Denise Ferreira da Silva

Corpus Infinitum

Do ideas emerging from particle physics help a re-thinking of blackness as a category of life in which it’s possible to practice difference without separation? 
Does the nature of art, social life, blackness, and anti-colonial struggle have something more than a merely metaphorical relationship to the nature of the physical world? Can concepts emerging from particle physics — such as nonlocality, implicancy, phase-transitions or virtuality — allow a different understanding of human existence to be imagined? One that is both less and more-than-human, where attending to our differences doesn’t presuppose our separability from each other.

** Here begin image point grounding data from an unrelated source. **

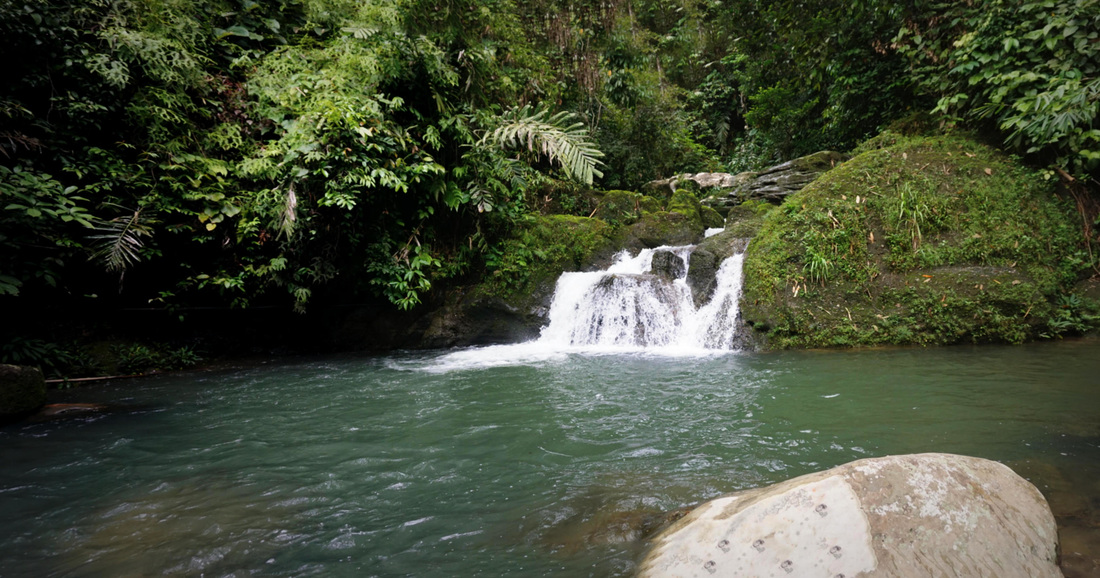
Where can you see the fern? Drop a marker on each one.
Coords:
(118, 242)
(549, 134)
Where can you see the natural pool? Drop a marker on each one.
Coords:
(457, 465)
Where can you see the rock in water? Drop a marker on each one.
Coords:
(898, 516)
(668, 265)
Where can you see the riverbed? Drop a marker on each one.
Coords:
(505, 461)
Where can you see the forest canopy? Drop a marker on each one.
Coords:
(176, 153)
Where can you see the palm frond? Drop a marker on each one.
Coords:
(553, 135)
(118, 242)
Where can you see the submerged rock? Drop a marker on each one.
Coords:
(917, 515)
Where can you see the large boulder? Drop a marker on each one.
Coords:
(916, 241)
(705, 260)
(668, 265)
(723, 191)
(22, 391)
(898, 516)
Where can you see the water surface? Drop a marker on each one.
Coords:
(469, 464)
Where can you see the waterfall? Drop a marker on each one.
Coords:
(627, 306)
(624, 308)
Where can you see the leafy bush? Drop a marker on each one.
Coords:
(1031, 67)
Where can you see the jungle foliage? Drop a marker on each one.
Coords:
(183, 153)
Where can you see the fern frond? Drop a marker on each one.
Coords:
(118, 242)
(551, 135)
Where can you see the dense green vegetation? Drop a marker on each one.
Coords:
(227, 153)
(884, 250)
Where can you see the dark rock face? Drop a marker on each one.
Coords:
(726, 191)
(22, 391)
(668, 265)
(705, 261)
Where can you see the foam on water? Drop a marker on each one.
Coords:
(624, 309)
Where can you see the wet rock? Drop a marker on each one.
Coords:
(928, 514)
(706, 259)
(668, 265)
(22, 391)
(724, 191)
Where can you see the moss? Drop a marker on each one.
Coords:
(527, 264)
(916, 240)
(684, 203)
(22, 390)
(649, 204)
(618, 207)
(745, 220)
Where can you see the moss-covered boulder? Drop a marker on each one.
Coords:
(705, 260)
(926, 240)
(524, 273)
(22, 391)
(618, 207)
(680, 222)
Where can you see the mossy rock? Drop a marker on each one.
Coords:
(705, 260)
(618, 207)
(747, 218)
(524, 274)
(712, 219)
(22, 391)
(681, 224)
(649, 204)
(926, 240)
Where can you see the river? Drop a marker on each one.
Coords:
(497, 462)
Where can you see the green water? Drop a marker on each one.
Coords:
(400, 467)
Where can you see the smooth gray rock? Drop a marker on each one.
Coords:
(723, 191)
(898, 516)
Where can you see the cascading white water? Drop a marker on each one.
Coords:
(628, 307)
(624, 308)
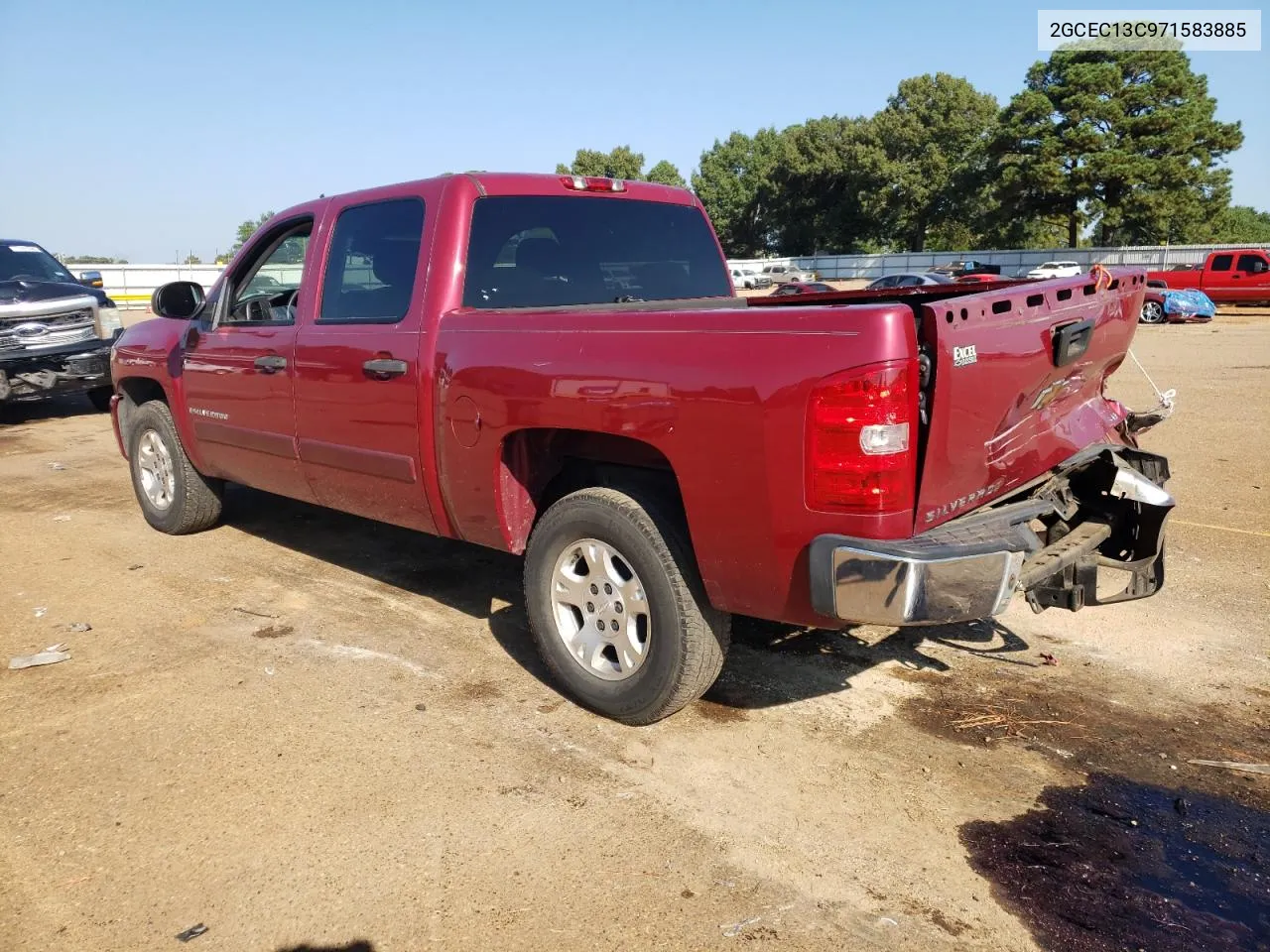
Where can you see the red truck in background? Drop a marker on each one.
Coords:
(1239, 276)
(559, 367)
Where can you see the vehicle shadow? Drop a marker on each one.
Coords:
(770, 664)
(53, 409)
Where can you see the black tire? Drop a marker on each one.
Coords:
(688, 640)
(100, 399)
(195, 499)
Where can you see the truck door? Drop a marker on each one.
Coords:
(236, 370)
(1250, 281)
(358, 373)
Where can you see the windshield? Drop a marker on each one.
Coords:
(550, 252)
(31, 262)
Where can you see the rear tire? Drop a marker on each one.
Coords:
(100, 399)
(175, 497)
(649, 562)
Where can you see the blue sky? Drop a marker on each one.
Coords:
(144, 130)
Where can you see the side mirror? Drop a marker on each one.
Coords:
(180, 299)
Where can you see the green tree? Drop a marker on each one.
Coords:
(620, 163)
(824, 185)
(667, 175)
(245, 231)
(934, 134)
(734, 181)
(1241, 225)
(1120, 140)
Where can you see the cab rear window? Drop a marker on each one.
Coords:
(552, 252)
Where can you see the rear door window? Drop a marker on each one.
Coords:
(372, 266)
(552, 252)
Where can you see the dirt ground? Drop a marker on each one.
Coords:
(307, 730)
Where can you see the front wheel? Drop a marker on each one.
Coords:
(175, 497)
(617, 610)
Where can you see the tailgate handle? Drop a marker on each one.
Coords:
(1071, 341)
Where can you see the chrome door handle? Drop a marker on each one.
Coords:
(384, 367)
(271, 363)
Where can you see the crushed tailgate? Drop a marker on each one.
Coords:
(1017, 385)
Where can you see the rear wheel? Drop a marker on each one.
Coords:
(617, 610)
(175, 497)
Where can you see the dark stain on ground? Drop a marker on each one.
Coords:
(719, 714)
(1118, 865)
(1083, 729)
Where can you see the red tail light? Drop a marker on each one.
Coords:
(861, 439)
(592, 182)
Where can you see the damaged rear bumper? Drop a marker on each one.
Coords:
(36, 376)
(1103, 509)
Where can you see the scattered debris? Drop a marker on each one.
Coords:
(998, 717)
(258, 615)
(737, 928)
(271, 631)
(1232, 766)
(50, 655)
(193, 932)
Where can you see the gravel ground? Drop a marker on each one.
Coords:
(310, 731)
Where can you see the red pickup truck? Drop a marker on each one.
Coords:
(1238, 276)
(559, 367)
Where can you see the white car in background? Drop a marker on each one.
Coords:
(1056, 270)
(749, 278)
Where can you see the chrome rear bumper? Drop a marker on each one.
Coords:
(1101, 512)
(876, 584)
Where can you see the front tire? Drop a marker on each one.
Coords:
(616, 607)
(175, 497)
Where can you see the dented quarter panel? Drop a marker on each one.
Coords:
(1011, 414)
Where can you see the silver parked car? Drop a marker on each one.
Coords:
(910, 281)
(780, 273)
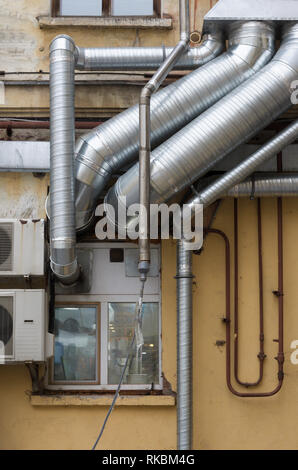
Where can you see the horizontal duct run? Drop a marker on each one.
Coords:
(222, 185)
(147, 58)
(115, 144)
(194, 150)
(276, 185)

Denise Ferreira da Silva is a Brazilian philosopher, ethicist and artist, tarot reader, reiki master, student of unreasonable knowledges, and Gemini. Her book Toward a Global Idea of Race asks “why, after more than five hundred years of violence perpetrated by Europeans against people of colour, is there no ethical outrage?“, and presents a critique of modern thought that shows how racial knowledge and power produce global space.
Denise contributed to Episode 6: Make a Way Out of No Way and participated in the programme for Episode 7: We Can’t Live Without Our Lives with Valentina Desideri.
Study Session General Info
Study Sessions are informal, slightly more intimate spaces and a chance to geek out. Some might be presentations, some might be workshops; each will open out the ideas and themes in the Episode, led by people who’ve been considering them for ages. This one is about the interconnectedness of blackness as a mode of life, a revolution in ethics, virtuality and nonlocality in particle physics and what that means for practicing a difference without separability.
Image Description: A mesmerising shot of light reflecting, golden, off many hundreds of thin wires that recede away creating gold lines that describe the perspective of the space. It looks a little like the inside of a piano. Orange light streams through the wires. The view shows us the inside of an instrument which was used to detect the W Boson at CERN.